I have VMs running on this host and if possible need to recover without affecting there current state
Any suggestions?
Thanks
Hi,
look at that.
Frank
You can try to kill the process and restart it using SSH or the local console
Hi,
Thanks for the reply. I have already tried to restart the services via SSH. The response, is posted within my initial query.
Also the .PID files do not exist.
Thanks
Mike
Have you tried to manually stop it with the kill command?
Yes - sh: cannot kill pid 2833: No such process
But this is the ID that you see with ps command?
It is the ID returned from the following command, yes
~ # ps -g | grep hostd
8780146 8780146 nssquery 8780146 8853869 /usr/libexec/hostd/nssquery
2833 2833 hostd-worker 2833 2833 hostd
2985 2985 nssquery 2985 2833 /usr/libexec/hostd/nssquery
126057 2833 hostd-worker 2833 2833 hostd
Have you tried with 126057?
Same response I'm afraid
I will add that this appears to be the result of some iSCSI storage changes.

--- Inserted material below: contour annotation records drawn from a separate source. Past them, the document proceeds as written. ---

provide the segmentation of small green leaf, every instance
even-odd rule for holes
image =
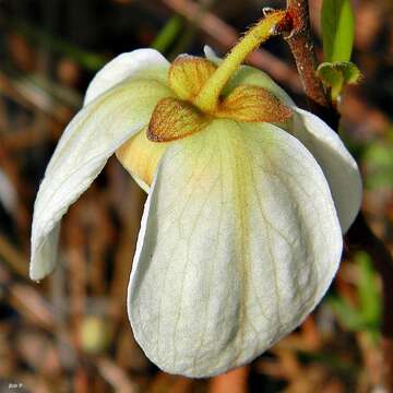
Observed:
[[[355,36],[350,0],[323,0],[321,26],[324,60],[348,61]]]
[[[333,100],[336,100],[346,84],[357,83],[361,73],[350,61],[323,62],[317,69],[322,83],[331,90]]]

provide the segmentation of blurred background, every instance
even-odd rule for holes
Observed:
[[[356,0],[361,83],[340,106],[341,135],[365,181],[364,212],[393,248],[393,2]],[[135,344],[126,293],[145,194],[116,158],[66,215],[61,261],[27,277],[35,195],[64,126],[116,55],[225,53],[262,0],[0,0],[0,392],[382,392],[381,282],[345,252],[315,312],[250,366],[191,380],[159,371]],[[321,58],[320,0],[310,1]],[[306,107],[290,52],[272,39],[250,62]],[[393,310],[392,310],[393,312]]]

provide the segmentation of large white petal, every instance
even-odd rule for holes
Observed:
[[[294,107],[293,135],[311,152],[321,166],[345,234],[361,204],[361,177],[358,166],[340,136],[324,121]]]
[[[100,69],[90,83],[84,105],[126,79],[155,79],[164,84],[170,63],[154,49],[136,49],[121,53]]]
[[[303,145],[272,124],[214,120],[160,162],[129,285],[135,338],[171,373],[243,365],[312,311],[341,252],[327,182]]]
[[[34,205],[29,275],[55,267],[59,222],[109,156],[145,127],[156,103],[172,93],[156,81],[127,81],[85,106],[70,122],[46,169]]]

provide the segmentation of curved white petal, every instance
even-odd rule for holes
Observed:
[[[155,81],[127,81],[85,106],[70,122],[46,169],[34,205],[29,275],[55,267],[59,222],[100,172],[109,156],[150,120],[156,103],[170,96]]]
[[[311,152],[321,166],[337,210],[343,234],[355,221],[361,204],[358,166],[340,136],[319,117],[294,107],[293,135]]]
[[[154,49],[136,49],[121,53],[100,69],[90,83],[84,105],[129,78],[155,79],[166,84],[170,63]]]
[[[164,154],[129,285],[136,341],[163,370],[243,365],[311,312],[340,263],[323,172],[267,123],[214,120]]]

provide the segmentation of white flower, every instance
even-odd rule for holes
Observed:
[[[262,71],[241,67],[219,110],[196,109],[210,59],[170,67],[140,49],[99,71],[48,165],[32,234],[31,277],[40,279],[55,269],[62,215],[117,152],[148,192],[131,325],[152,361],[190,377],[249,362],[303,321],[361,198],[336,133]]]

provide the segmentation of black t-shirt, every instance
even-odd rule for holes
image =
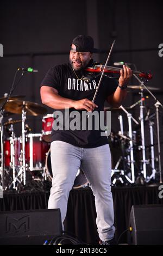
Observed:
[[[76,71],[76,75],[70,63],[58,65],[49,69],[41,82],[41,87],[46,86],[53,87],[58,91],[60,96],[66,98],[74,100],[86,98],[92,101],[100,77],[86,81],[83,79],[80,80],[82,75],[81,71]],[[104,103],[107,96],[112,94],[115,91],[117,87],[117,81],[109,78],[106,76],[103,76],[95,101],[98,108],[96,108],[95,111],[96,110],[99,113],[99,111],[104,110]],[[88,129],[87,126],[86,130],[74,130],[71,128],[69,128],[68,130],[65,129],[64,123],[65,111],[65,109],[59,111],[62,113],[64,121],[61,125],[60,126],[59,124],[58,125],[64,129],[61,130],[60,129],[56,130],[56,129],[52,129],[52,141],[61,141],[82,148],[95,148],[108,143],[106,137],[101,136],[102,131],[100,128],[98,130],[96,130],[94,125],[93,125],[92,130]],[[83,111],[77,111],[72,108],[66,111],[68,111],[70,114],[74,111],[78,111],[80,114],[80,120],[78,120],[78,121],[80,121],[80,126],[82,127],[82,121],[83,120],[83,117],[82,117]],[[86,112],[86,110],[84,111]],[[70,123],[72,119],[72,118],[70,118]],[[77,124],[79,125],[78,123]],[[53,127],[54,127],[53,126]]]

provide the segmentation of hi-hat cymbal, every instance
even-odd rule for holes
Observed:
[[[143,89],[143,90],[146,90],[145,87],[141,86],[128,86],[127,87],[128,88],[130,89],[136,89],[140,90],[141,89]],[[156,87],[152,87],[152,86],[148,86],[148,88],[149,90],[160,90],[160,88]]]
[[[9,100],[16,100],[16,99],[21,99],[24,97],[26,97],[25,95],[13,95],[13,96],[11,96],[10,97],[9,97]],[[6,99],[7,99],[7,97],[3,97],[2,98],[0,98],[0,104],[4,102]]]
[[[21,114],[24,108],[27,115],[39,115],[47,113],[47,109],[37,103],[23,100],[9,100],[4,106],[5,111]]]
[[[17,123],[20,123],[22,121],[22,119],[20,120],[11,120],[10,121],[8,121],[7,122],[5,122],[4,125],[9,125],[10,124],[16,124]]]

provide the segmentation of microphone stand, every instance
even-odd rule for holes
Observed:
[[[2,104],[2,106],[0,108],[0,133],[1,133],[1,166],[0,167],[0,198],[3,198],[3,191],[5,190],[5,184],[4,184],[4,171],[5,171],[5,168],[4,168],[4,146],[3,146],[3,112],[4,110],[4,107],[6,103],[7,103],[10,96],[14,92],[14,90],[16,89],[16,86],[23,77],[23,76],[24,75],[24,71],[23,71],[22,74],[21,74],[21,76],[19,78],[18,81],[15,85],[15,87],[14,87],[14,83],[16,79],[16,75],[18,72],[18,70],[16,70],[13,82],[12,83],[11,86],[11,88],[10,90],[10,92],[9,94],[8,95],[8,96],[7,97],[5,100],[4,101],[4,102],[3,104]],[[15,175],[15,174],[14,174]],[[15,187],[14,183],[14,187]]]
[[[130,180],[128,176],[126,176],[127,180],[131,183],[135,182],[135,170],[134,170],[134,151],[133,151],[133,131],[131,126],[131,119],[136,124],[139,124],[139,123],[132,117],[131,114],[129,113],[123,106],[120,106],[120,108],[121,108],[126,114],[128,120],[128,128],[129,128],[129,137],[130,138],[130,166],[131,170],[131,180]]]
[[[144,88],[147,90],[147,92],[151,94],[155,101],[154,106],[156,109],[156,124],[157,124],[157,137],[158,137],[158,157],[159,157],[159,175],[160,175],[160,183],[162,183],[162,174],[161,174],[161,154],[160,154],[160,129],[159,129],[159,107],[161,107],[163,108],[163,105],[156,99],[154,95],[151,92],[148,87],[141,81],[139,78],[135,75],[133,74],[136,79],[139,82],[140,86],[144,87]]]

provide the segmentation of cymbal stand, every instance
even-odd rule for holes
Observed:
[[[139,78],[135,75],[133,74],[136,79],[139,82],[140,84],[148,91],[151,96],[154,98],[155,101],[154,106],[156,108],[156,123],[157,123],[157,137],[158,137],[158,156],[159,156],[159,174],[160,174],[160,183],[162,183],[162,173],[161,173],[161,152],[160,152],[160,129],[159,129],[159,107],[163,108],[163,105],[156,99],[154,95],[151,92],[144,83],[139,79]]]
[[[128,128],[129,128],[129,137],[130,138],[129,141],[130,144],[130,166],[131,170],[131,179],[129,179],[129,177],[127,178],[127,179],[131,182],[135,182],[135,170],[134,170],[134,151],[133,151],[133,131],[132,131],[132,126],[131,126],[131,119],[136,123],[136,124],[139,124],[139,123],[132,117],[131,114],[129,113],[122,105],[120,107],[120,108],[127,114],[128,121]],[[127,177],[126,177],[127,178]]]
[[[14,133],[13,125],[11,125],[11,136],[10,138],[10,143],[11,145],[10,148],[10,155],[11,155],[11,162],[10,165],[12,167],[12,177],[13,177],[13,188],[15,190],[16,188],[16,179],[15,179],[15,147],[14,147],[14,139],[15,139],[15,133]]]
[[[121,135],[123,135],[123,117],[122,115],[120,115],[118,117],[118,119],[120,120],[120,130],[121,130]],[[123,170],[125,171],[125,159],[124,159],[124,144],[123,140],[121,140],[121,148],[122,148],[122,159],[123,159]]]
[[[156,108],[156,120],[157,120],[157,133],[158,133],[158,155],[159,163],[159,173],[160,173],[160,183],[162,183],[161,167],[161,152],[160,152],[160,129],[159,129],[159,106],[163,107],[162,105],[159,101],[156,101],[154,104]]]
[[[4,147],[3,147],[3,111],[0,111],[0,133],[1,146],[1,166],[0,167],[0,198],[3,198],[3,192],[4,190]]]
[[[26,112],[24,111],[24,107],[25,106],[25,101],[23,101],[23,107],[22,108],[22,153],[23,156],[23,185],[26,183],[26,151],[25,151],[25,143],[26,143],[26,130],[25,130],[25,121],[26,120]]]
[[[145,148],[145,128],[144,128],[144,117],[143,117],[143,90],[141,89],[140,93],[141,95],[141,102],[140,106],[140,127],[141,127],[141,149],[142,154],[142,164],[143,164],[143,177],[145,179],[147,178],[147,169],[146,164],[147,160],[146,159],[146,148]]]
[[[155,179],[156,170],[155,169],[154,164],[154,147],[153,147],[153,125],[154,123],[149,118],[149,131],[150,131],[150,139],[151,139],[151,166],[152,166],[152,174],[149,177],[149,179]],[[148,179],[149,179],[148,178]]]
[[[26,130],[25,130],[25,121],[26,120],[26,112],[24,111],[25,101],[23,101],[23,105],[22,112],[22,149],[21,149],[21,157],[20,158],[21,165],[20,170],[17,174],[17,176],[21,175],[21,181],[25,185],[26,184],[26,151],[25,151],[25,143],[26,143]]]

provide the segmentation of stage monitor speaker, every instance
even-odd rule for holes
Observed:
[[[0,245],[43,245],[61,235],[59,209],[0,212]]]
[[[129,228],[129,245],[163,245],[163,205],[133,205]]]

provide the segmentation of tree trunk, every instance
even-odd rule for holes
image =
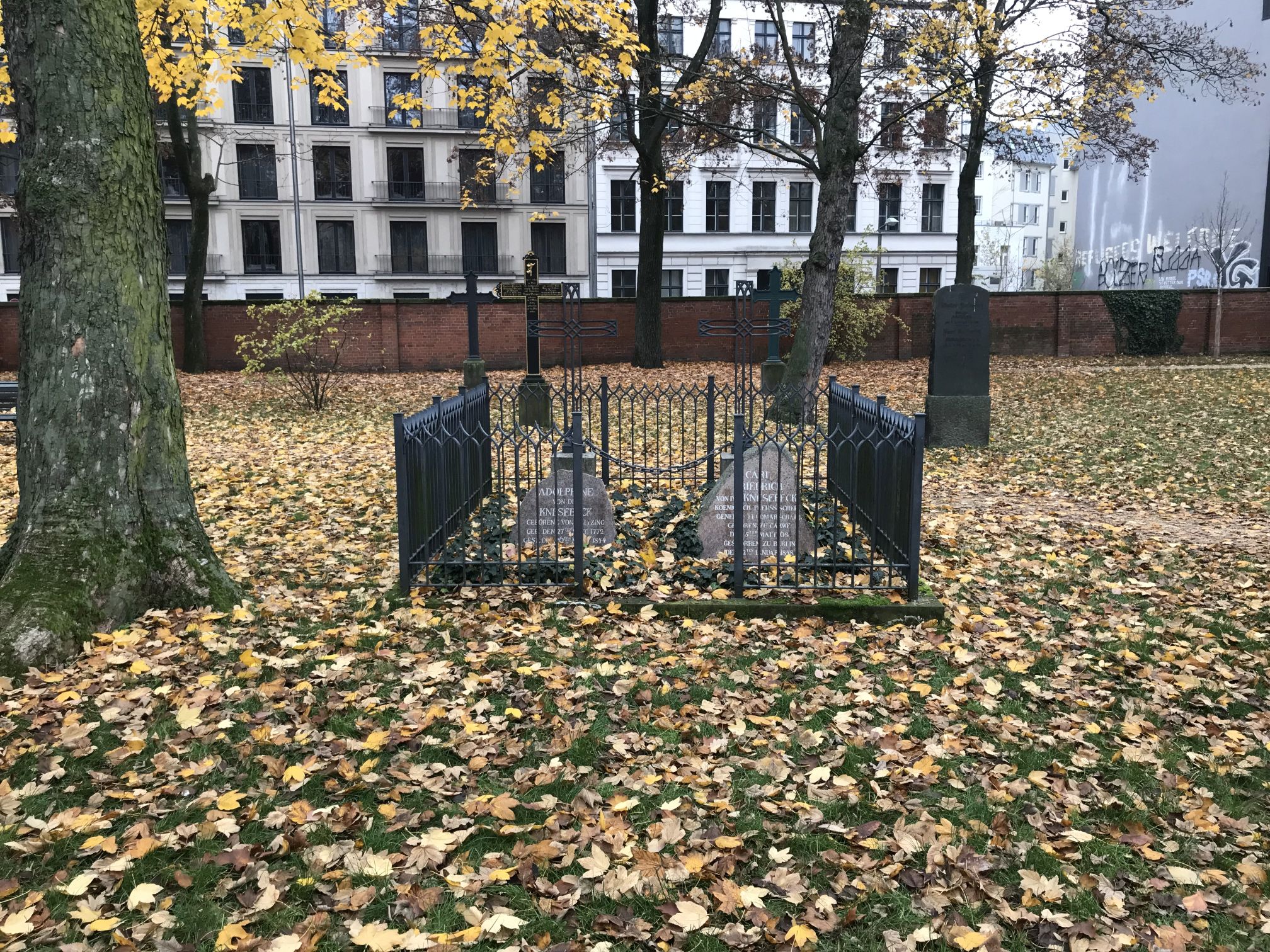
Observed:
[[[154,117],[131,0],[6,0],[20,149],[18,517],[0,670],[237,593],[194,509]]]
[[[979,75],[974,80],[970,129],[965,135],[965,160],[956,184],[956,284],[974,282],[974,183],[979,176],[983,143],[988,137],[988,105],[992,103],[996,76],[996,60],[982,60]]]
[[[660,143],[655,159],[640,162],[639,270],[635,273],[635,366],[662,367],[662,254],[665,248],[665,168]]]
[[[187,373],[207,369],[207,336],[203,333],[203,281],[207,277],[207,240],[211,230],[208,202],[216,179],[203,171],[203,143],[198,138],[198,113],[189,109],[182,127],[175,94],[168,99],[168,133],[173,157],[189,195],[189,255],[185,261],[182,364]]]
[[[867,0],[842,5],[829,48],[829,94],[824,105],[824,129],[818,166],[820,197],[815,227],[808,242],[803,278],[801,316],[794,333],[785,374],[772,399],[770,416],[785,423],[801,421],[815,411],[815,392],[833,326],[833,297],[847,234],[851,184],[862,152],[860,146],[860,99],[864,95],[864,51],[869,42],[872,13]]]

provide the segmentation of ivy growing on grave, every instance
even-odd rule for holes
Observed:
[[[1148,357],[1181,350],[1177,315],[1182,296],[1176,291],[1107,291],[1102,300],[1111,314],[1118,354]]]

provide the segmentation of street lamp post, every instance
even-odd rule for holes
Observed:
[[[894,215],[888,215],[886,220],[883,222],[881,227],[878,228],[878,265],[874,273],[874,293],[876,294],[881,291],[881,232],[890,231],[892,226],[899,225],[899,218]]]

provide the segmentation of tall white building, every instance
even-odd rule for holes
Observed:
[[[311,85],[288,96],[282,57],[272,67],[246,66],[241,83],[221,90],[224,104],[203,119],[204,168],[217,178],[210,298],[293,297],[301,269],[306,291],[329,294],[438,297],[462,289],[469,269],[489,289],[518,275],[530,249],[544,279],[577,281],[591,293],[587,179],[565,174],[579,160],[566,152],[542,171],[475,185],[476,203],[460,207],[464,183],[484,155],[474,117],[450,105],[441,81],[427,80],[423,99],[432,108],[392,114],[392,96],[411,84],[417,46],[413,30],[390,29],[375,51],[377,65],[342,71],[345,109],[319,104]],[[157,128],[165,140],[166,123]],[[9,187],[6,168],[0,165],[0,188]],[[179,294],[189,206],[170,162],[161,178],[169,291]],[[0,293],[10,297],[19,281],[11,216],[11,208],[0,209]]]
[[[814,24],[787,13],[791,36],[813,42]],[[725,3],[719,39],[730,50],[775,44],[775,24],[761,9]],[[691,52],[701,24],[672,18],[681,50]],[[723,52],[726,52],[724,50]],[[759,107],[754,107],[756,110]],[[789,108],[756,112],[756,135],[765,128],[786,142],[799,141]],[[874,117],[874,122],[879,122]],[[935,291],[952,283],[956,265],[956,174],[960,156],[942,141],[903,141],[878,149],[870,171],[856,184],[853,213],[845,244],[881,245],[880,275],[885,291]],[[810,135],[808,133],[808,145]],[[596,289],[599,296],[634,297],[639,265],[639,183],[635,154],[610,140],[597,160]],[[663,297],[730,294],[743,279],[762,281],[773,264],[806,256],[815,223],[819,184],[804,168],[738,146],[692,161],[673,173],[667,202]]]
[[[1043,289],[1044,265],[1069,239],[1074,209],[1071,160],[986,147],[975,175],[974,282],[989,291]]]

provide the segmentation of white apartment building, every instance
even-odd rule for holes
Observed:
[[[1073,161],[1053,151],[986,147],[974,190],[974,282],[989,291],[1043,289],[1045,261],[1076,227],[1076,183]]]
[[[792,8],[796,10],[796,8]],[[725,3],[719,43],[732,50],[775,44],[775,27],[763,11]],[[814,24],[787,13],[792,36],[812,42]],[[812,17],[808,17],[810,20]],[[672,18],[681,48],[696,50],[701,25]],[[789,108],[756,114],[784,141],[798,141]],[[875,119],[875,121],[880,121]],[[904,132],[903,135],[911,135]],[[881,289],[935,291],[951,284],[956,268],[956,175],[960,156],[945,143],[892,141],[879,149],[867,175],[856,184],[845,245],[881,245]],[[912,149],[916,146],[916,149]],[[738,281],[763,287],[773,264],[806,256],[819,185],[801,166],[765,152],[737,147],[723,157],[692,161],[673,173],[667,203],[662,264],[663,297],[730,294]],[[597,159],[597,279],[599,296],[634,297],[639,265],[639,183],[635,154],[610,140]]]
[[[377,65],[340,71],[347,109],[319,104],[311,85],[288,96],[282,57],[272,67],[249,65],[241,83],[221,90],[224,104],[203,119],[204,168],[217,178],[208,298],[295,297],[301,272],[305,291],[339,296],[439,297],[461,291],[469,269],[488,291],[521,274],[530,249],[544,279],[577,281],[591,293],[587,178],[565,174],[573,156],[511,183],[475,185],[476,204],[460,207],[484,155],[474,117],[450,105],[439,81],[423,90],[432,108],[392,114],[392,96],[411,84],[417,46],[411,29],[389,29]],[[157,129],[165,140],[166,122]],[[10,192],[11,164],[0,160],[0,189]],[[169,292],[179,296],[189,206],[165,161],[161,179]],[[0,293],[9,297],[19,279],[11,215],[0,209]]]

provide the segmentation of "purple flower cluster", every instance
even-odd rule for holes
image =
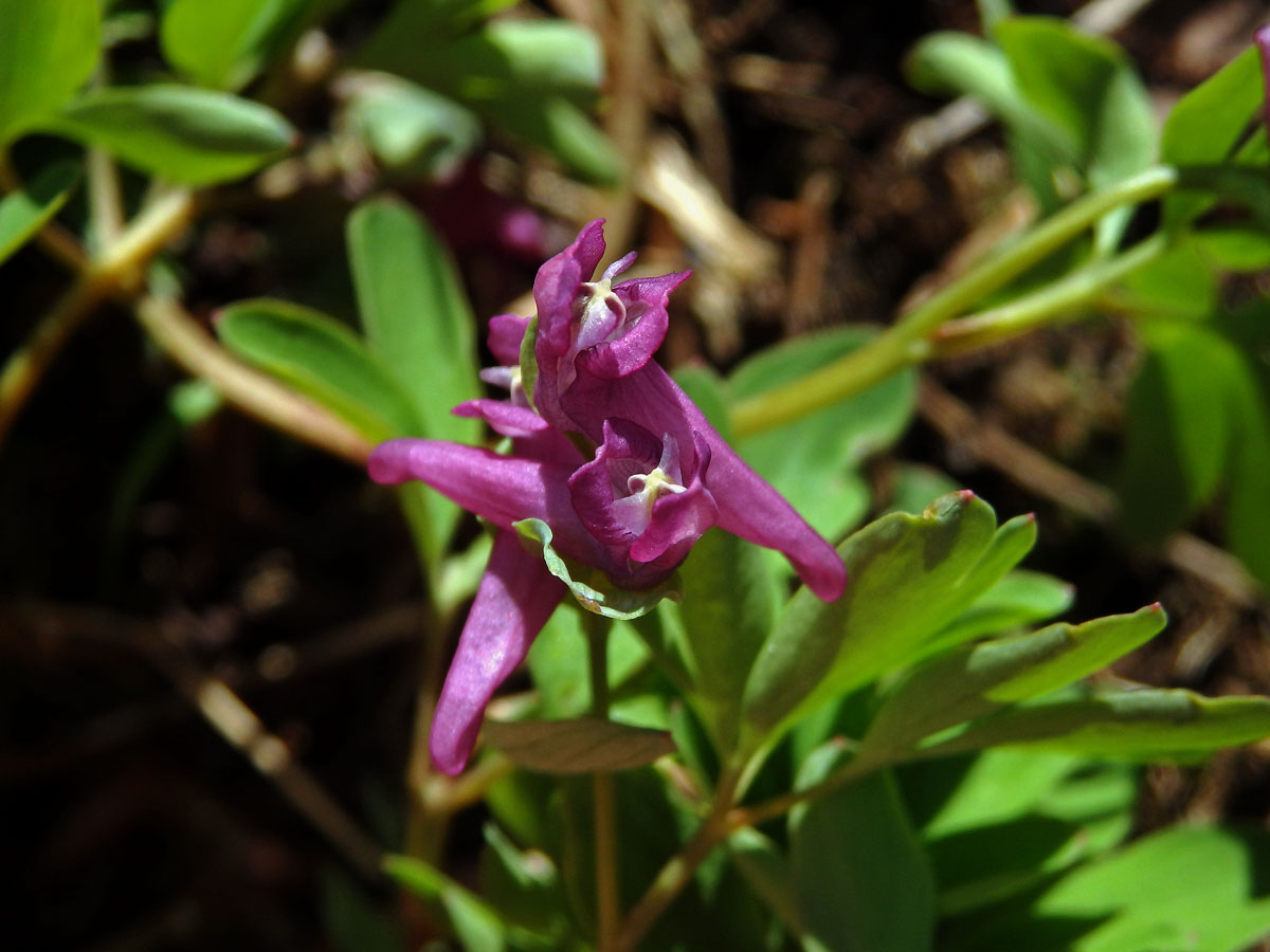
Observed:
[[[711,526],[779,550],[822,599],[846,586],[833,547],[745,466],[653,359],[665,338],[669,294],[687,273],[615,284],[630,254],[592,281],[605,254],[602,225],[584,227],[533,282],[532,402],[521,376],[530,319],[503,315],[489,322],[502,366],[481,376],[508,397],[455,407],[511,438],[511,453],[394,439],[371,454],[376,481],[420,480],[497,527],[433,718],[431,753],[446,773],[462,770],[494,691],[566,594],[541,555],[522,547],[517,522],[541,519],[561,556],[624,589],[663,583]],[[594,447],[589,459],[579,449],[585,444]]]

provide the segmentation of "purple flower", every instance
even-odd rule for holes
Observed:
[[[560,430],[603,439],[605,420],[620,415],[681,447],[704,440],[711,451],[710,479],[718,524],[759,546],[779,550],[817,595],[832,602],[846,586],[842,560],[785,498],[724,442],[688,396],[653,360],[668,326],[667,301],[687,274],[638,278],[613,284],[635,255],[591,275],[605,254],[593,221],[538,270],[535,355],[538,413]]]
[[[472,400],[455,413],[479,416],[511,438],[509,453],[394,439],[371,454],[376,481],[420,480],[495,527],[433,718],[429,749],[446,773],[462,770],[494,691],[566,594],[541,555],[522,547],[522,520],[545,523],[559,555],[598,569],[621,589],[665,581],[715,524],[784,552],[826,600],[846,585],[833,547],[740,461],[652,359],[665,336],[669,293],[687,274],[613,284],[634,259],[627,255],[592,282],[603,251],[601,222],[592,222],[538,272],[532,405],[519,367],[530,321],[490,320],[489,345],[502,366],[481,376],[508,397]],[[594,447],[591,459],[578,442]]]

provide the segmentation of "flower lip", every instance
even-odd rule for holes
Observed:
[[[673,569],[718,517],[701,480],[709,448],[695,442],[693,453],[682,459],[668,433],[658,440],[630,420],[605,420],[594,459],[569,477],[574,512],[620,562]]]

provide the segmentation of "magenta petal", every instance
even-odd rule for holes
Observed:
[[[649,472],[662,454],[662,443],[630,420],[605,420],[601,430],[596,458],[569,477],[569,495],[574,512],[592,536],[607,546],[625,548],[635,539],[635,533],[615,518],[610,465],[632,463],[630,472]]]
[[[503,367],[521,366],[521,341],[530,326],[528,317],[500,314],[489,319],[489,349]]]
[[[516,406],[505,400],[480,397],[456,406],[455,416],[474,416],[485,420],[495,433],[504,437],[528,437],[549,429],[547,421],[527,406]]]
[[[432,718],[428,750],[442,773],[460,773],[476,745],[485,706],[565,595],[542,559],[514,532],[499,532]]]
[[[541,435],[568,443],[561,434]],[[577,451],[572,452],[577,458]],[[375,447],[367,470],[372,480],[389,485],[419,480],[503,529],[522,519],[542,519],[551,527],[561,555],[588,565],[607,565],[607,550],[573,510],[569,499],[573,463],[401,437]]]
[[[697,459],[710,459],[710,448],[697,447]],[[662,496],[653,504],[653,518],[644,533],[631,545],[630,557],[636,562],[653,562],[673,569],[685,560],[688,550],[719,518],[714,494],[701,481],[701,470],[683,493]]]
[[[692,272],[663,274],[658,278],[635,278],[613,288],[629,312],[639,314],[634,326],[616,340],[597,344],[578,355],[579,372],[615,380],[634,373],[653,359],[665,340],[669,326],[667,306],[671,292],[688,279]]]
[[[578,288],[591,281],[605,256],[605,220],[587,225],[564,251],[538,268],[533,279],[533,302],[538,308],[538,366],[547,354],[559,357],[569,349],[573,302]],[[544,353],[546,349],[547,354]]]
[[[737,456],[657,362],[620,380],[579,377],[565,400],[569,418],[591,439],[602,438],[608,407],[620,407],[622,416],[645,429],[669,433],[681,447],[693,446],[693,432],[700,433],[712,454],[705,482],[719,505],[719,527],[782,552],[826,602],[842,595],[847,570],[833,546]]]

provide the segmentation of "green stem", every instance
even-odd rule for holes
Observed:
[[[615,952],[632,952],[660,915],[692,882],[697,868],[719,847],[733,828],[728,824],[729,811],[735,803],[740,776],[734,770],[725,772],[719,778],[710,812],[683,849],[676,853],[662,867],[648,891],[640,897],[621,924]]]
[[[1170,236],[1158,232],[1114,258],[1078,268],[1035,293],[989,311],[949,321],[932,335],[931,353],[933,357],[950,357],[1034,330],[1053,321],[1055,315],[1092,303],[1109,286],[1154,261],[1168,248]]]
[[[738,402],[732,414],[733,433],[742,437],[796,420],[928,359],[933,354],[930,336],[941,325],[1063,248],[1107,212],[1158,198],[1173,189],[1177,180],[1175,169],[1157,166],[1073,202],[973,267],[859,350],[798,381]]]
[[[587,632],[588,671],[591,675],[591,713],[608,717],[608,632],[611,622],[597,614],[583,619]],[[613,776],[597,770],[593,777],[596,797],[596,909],[597,952],[615,952],[621,920],[617,877],[617,797]]]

The host still has access to the targets but some of the LUNs were removed from the target. They had been unmounted etc. but following a rescan, the host became disconnected
Hi,
Try this kb Article http://kb.vmware.com/kb/1007261
Hi - tried this but the PID files do not exist
Did you manage to kill the hostd process without reboot in the end?
I have this exact issue, no connecticity in vcenter to esxi 5.0 hosts (latest patches installed) and when attempting to restart hostd it advises " cannot kill pid 2901: No success process"
I really cannot reboot these hosts, they are running approx 40 cusomter VM's.
Did someone find a solution for this problem?
is urgently!
In the end after speaking with VMware support we had no option but to re-install the host.
Our issue was caused by incorrect procedure for removing iSCSI based storage
Ok, you make me nervous.
We talk about 4 host and round about 150 VMs.
We got new storage (1TB LUN) with the VMFS5 format.
After the migrate of the vm's from the old to the new LUN, we unmount and extinguished the LUN over the vCenter. After a rescan of HBA and LUN, the hosts lost 2-3 hours later the connections.
I see dead LUNs at the host (esxcfg-mpath -L | grep dead).